I.
PENDAHULUAN
Peradaban
manusia Jawa yang asli atau tulen sendiri sudah sangat tua. Disebut Jawa Asli
atau Jawa Tulen karena pada saat itu kebudayaan, tradisi bahkan Agama yang
dianut oleh masyarakat Jawa sama sekali belum terkena pengaruh-pengaruh dari
luar.
Dalam
peradaban manusia Jawa yang asli/tulen, kehidupan masyarakatnya jauh lebih
sederhana dibandingkan dengan Jawa yang kita kenal sekarang ini; selain karena
penduduknya masih sangat sedikit, sehingga relasi-relasi yang dijalankan oleh
masyarakat Jawa Asli dalam kehidupannya hanyalah dengan alam dan kepada sang
Pencipta.
Meskipun
hubungan antara sesama dan Pencipta tampak sederhana, namun tidak demikian
faktanya.

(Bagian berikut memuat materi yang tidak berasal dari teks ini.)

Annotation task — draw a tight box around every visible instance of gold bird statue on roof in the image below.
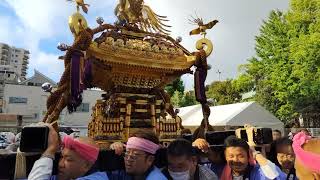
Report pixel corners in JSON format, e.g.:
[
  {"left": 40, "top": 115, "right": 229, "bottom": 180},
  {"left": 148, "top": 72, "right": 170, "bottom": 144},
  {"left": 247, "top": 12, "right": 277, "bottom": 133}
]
[
  {"left": 114, "top": 0, "right": 171, "bottom": 34},
  {"left": 67, "top": 0, "right": 90, "bottom": 14},
  {"left": 189, "top": 17, "right": 218, "bottom": 36}
]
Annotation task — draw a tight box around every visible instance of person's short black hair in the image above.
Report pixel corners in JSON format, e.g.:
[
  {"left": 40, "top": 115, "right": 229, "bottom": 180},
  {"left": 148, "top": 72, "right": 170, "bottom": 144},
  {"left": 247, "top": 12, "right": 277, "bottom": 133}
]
[
  {"left": 167, "top": 138, "right": 195, "bottom": 157},
  {"left": 224, "top": 135, "right": 249, "bottom": 153},
  {"left": 273, "top": 129, "right": 282, "bottom": 135},
  {"left": 180, "top": 128, "right": 192, "bottom": 135},
  {"left": 275, "top": 137, "right": 292, "bottom": 152}
]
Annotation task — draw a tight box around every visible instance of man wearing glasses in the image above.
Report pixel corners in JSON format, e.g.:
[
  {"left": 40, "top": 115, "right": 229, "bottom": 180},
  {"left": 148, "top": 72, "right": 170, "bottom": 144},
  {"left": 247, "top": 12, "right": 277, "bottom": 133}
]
[{"left": 108, "top": 130, "right": 167, "bottom": 180}]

Menurut budayawan Hanung Triyono, Sastra Jawa yang
ada di dalam masyarakat Jawa asli mempunyai beberapa tingkatan serta ragam yang
berbeda pada tiap tingkatannya. Banyaknya tingkatan dalam bahasa Jawa untuk
ibadah ini menunjukkan bahwa pola hubungan masyarakat Jawa dengan Sang
Penciptanya pada masa itu lebih kompleks . Tentu saja, pola ibadah ini sesuai
dengan kepercayaan masyarakat Jawa pada jaman itu.
II.
PERMASALAHAN
1.
Budaya Masyarakat Jawa
2.
Akar Kepercayaan Jawa Kuno
3.
Kepercayaan Animisme Jawa
4.
Kepercayaan Dinamisme Jawa
III.
PEMBAHASAN
1.
Budaya Masyarakat Jawa
Masyarakat Jawa merupakan satu kesatuan masyarakat yan
diikat oleh norma-norma hidup karena sejarah, tradisi, maupun agama. Hal ini
dapat dilihat dalam ciri-ciri masyarakat Jawa secara kekerabatan.

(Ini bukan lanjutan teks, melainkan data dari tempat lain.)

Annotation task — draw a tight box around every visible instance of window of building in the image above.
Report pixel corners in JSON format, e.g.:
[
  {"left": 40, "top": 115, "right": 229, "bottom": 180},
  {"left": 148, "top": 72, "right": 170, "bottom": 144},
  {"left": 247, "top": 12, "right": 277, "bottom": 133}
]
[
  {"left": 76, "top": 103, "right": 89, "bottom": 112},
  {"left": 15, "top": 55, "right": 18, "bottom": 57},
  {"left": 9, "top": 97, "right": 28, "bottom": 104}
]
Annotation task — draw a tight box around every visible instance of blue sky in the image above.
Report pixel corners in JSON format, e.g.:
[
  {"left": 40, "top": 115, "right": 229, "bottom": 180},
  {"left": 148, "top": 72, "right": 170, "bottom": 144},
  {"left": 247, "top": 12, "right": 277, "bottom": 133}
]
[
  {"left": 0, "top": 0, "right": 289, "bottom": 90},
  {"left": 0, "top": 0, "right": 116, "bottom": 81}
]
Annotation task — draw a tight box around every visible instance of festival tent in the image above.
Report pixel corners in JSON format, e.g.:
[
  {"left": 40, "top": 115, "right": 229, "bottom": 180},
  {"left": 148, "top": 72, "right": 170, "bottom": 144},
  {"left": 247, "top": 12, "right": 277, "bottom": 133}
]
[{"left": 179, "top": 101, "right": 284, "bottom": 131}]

System hidup kekeluargaan di Jawa tergambar dalam kekerabatan masyarakat
Jawa. Jika kita memperhatikan kosa kata kekerabatan, tampaklah bahwa istilah
yang sama dipakai untuk menyebut nenek moyang, baik pada tingkatan ketiga
maupun keturunan pada generasi ketiga dengan aku sebagai acuan. Jadi buyut bias
jadi ayahnya kakek, maupun anaknya cucu, dan seterusnya (wareng, udeg-udeg,
gantung siwur, gropak sente, debog bosok) sampai generasi kesepuluh dimana galih asem dapat menunjukkan baik
nenek moyang maupun keturunan jauh.[1]
Di Jawa, anak-anak sering dibesarkan oleh
saudara-saudara, orang tua mereka, bahkan oleh tetangga dan anak acapkali
diangkat. Hukum adat menuntut setiap orang laki-laki bertangungjawab atas
keluarganya dan masih dituntut untuk bekerja membantu kerabat lain dalam
hal-hal tertentu seperti mengerjakan tanah pertanian, membuat rumah,
memperbaiki jalan desa, membersihkan lingkungan perkuburan dan yang lainnya.

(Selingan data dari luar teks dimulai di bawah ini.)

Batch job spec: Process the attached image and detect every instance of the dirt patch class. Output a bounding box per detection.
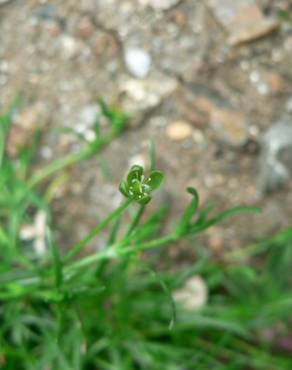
[1,0,292,256]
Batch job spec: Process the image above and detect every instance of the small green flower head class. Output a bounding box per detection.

Semboyan saiyeg saeka praya atau gotong royong merupakan rangkaian hidup
tolong menolong sesama warga. Kebudayaan yang mereka bangun adalah hasil adaptasi dari alam
sehingga dapat meletakkan pondasi petembayatan yang kuat dan mendasar.
Pengolahan tanah lahan pertanian sampai waktu panen diselenggarakan secara
bergotong-royong, saling menolong. Hal ini masih berlaku hingga saat ini dalam
system musyawarah adat desa yang disebut rembug desa.[2]
Secara
sosial-ekonomis masyarakat Jawa dibedakan menjadi dua golongan, wong cilik
(orang kecil), yaitu sebagian besar massa petani dan mereka yang berpendapatan
rendah, dan kaum priyayi, yaitu golongan pegawai dan orang-orang yang
dianggap berpendidikan (kaum intelektual).[3]
2.
Akar Kepercayaan Jawa Kuno
Situasi kehidupan religius sebelum agama Islam tiba di
tanah Jawa memang pada kenyataannya memang sudah majemuk. Beberapa agama, baik
yang impor maupun yang asli telah dianut oleh orang Jawa. Sebelum Hindhuisme
dan Budhaisme yang diimpor dari negeri India masuk, bahkan sejak masa
prasejarah, agaknya orang-orang Jawa telah menganut agama asli yang bercorak
animistic-dinamistik. Agama asli ini memberi lahan yang subur bagi tumbuhnya mistisisme. Suatu
paham mistik yang bertolak dari keyakinan ruhaniyah adanya kesatuan antara
mikrokosmos dengan makrokosmos: dua entitas dengan kesatuan substansi.
Terminologi
manunggaling kawula gusti menjadi semacam pengakuan iman (kredo) yang
mengandung makna teologi mendalam, yaitu keberadaan Tuhan. Pangeran atau Hyang
tidak bersifat transendental, tetapi Ia hadir bahkan melebur ke dalam diri
manusia. Ia bisa bersemayam pula di jagad raya. Dalam ritus-ritus pemujaan yang
dilakukannya, Pangeran Sing Aweh Urip (Tuhan Yang Memberi Hidup)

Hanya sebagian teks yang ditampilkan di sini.